Oh Gott (lacht). Da bin ich ganz anderer Meinung. Harry Potter geht mit ganz großen Themen um: Da geht es um Rassismus, Nationalismus, Folter und Tod, um Mobbing, Armut, Reichtum und Gerechtigkeit. Mit diesen sehr ernsthaften Themen müssen Kinder sich auseinandersetzen. Generell glaube ich, dass es falsch ist, von einem Entweder-Oder zu sprechen. Bei einem sehr guten und einprägsamen Buch ist es dem Leser egal, ob es fantastisches oder realistisches Erzählen ist. Wir sind alle Geschichtenerzähler – und tun das auf die eine oder andere Weise.

Wie hat Harry Potter die Fantasy-Literatur verändert?
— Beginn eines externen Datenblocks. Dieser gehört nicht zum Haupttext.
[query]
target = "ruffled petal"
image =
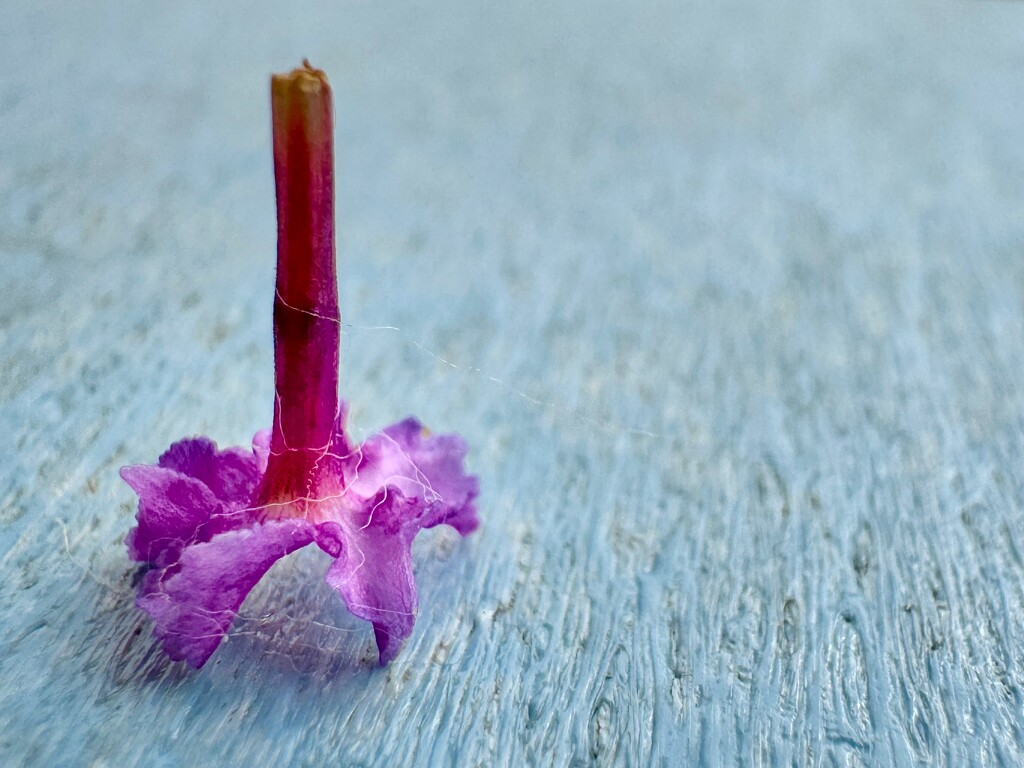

Alle Fantasy-Autoren können Joanne K. Rowling dankbar sein. Gerade in Deutschland war Fantasy lange Zeit verpönt, Michael Ende musste damals sehr kämpfen. Dazu habe ich übrigens die wilde Theorie, dass die Situation von Fantasy in Deutschland so besonders ist, weil der Faschismus unsere Märchen und Mythen so sehr benutzt hat, dass es uns verdächtig vorkommt, damit zu spielen. Das hat sich inzwischen geändert, aber die Wertschätzung, die der Fantasy-Literatur in der englischen und amerikanischen Welt entgegengebracht wird, gibt es in Deutschland nicht. Also: Einerseits hat Potter den Verlegern der Welt klargemacht, dass fantastisches Erzählen sehr erfolgreich sein kann – und dadurch wird auch den Fantasy-Autoren mehr Aufmerksamkeit zuteil, weil man ja immer auf den nächsten Potter hofft. Andererseits hat Potter gezeigt, dass Kinder sehr dicke und komplexe Bücher lesen. Ich wurde früher immer gebeten, nicht ganz so dicke Bücher zu schreiben. Das ist jetzt für alle Zeit aus der Welt. Und in England ist es übrigens so, dass durch Harry Potter ungefähr 40 Prozent mehr Eltern ihren Kindern laut vorlesen.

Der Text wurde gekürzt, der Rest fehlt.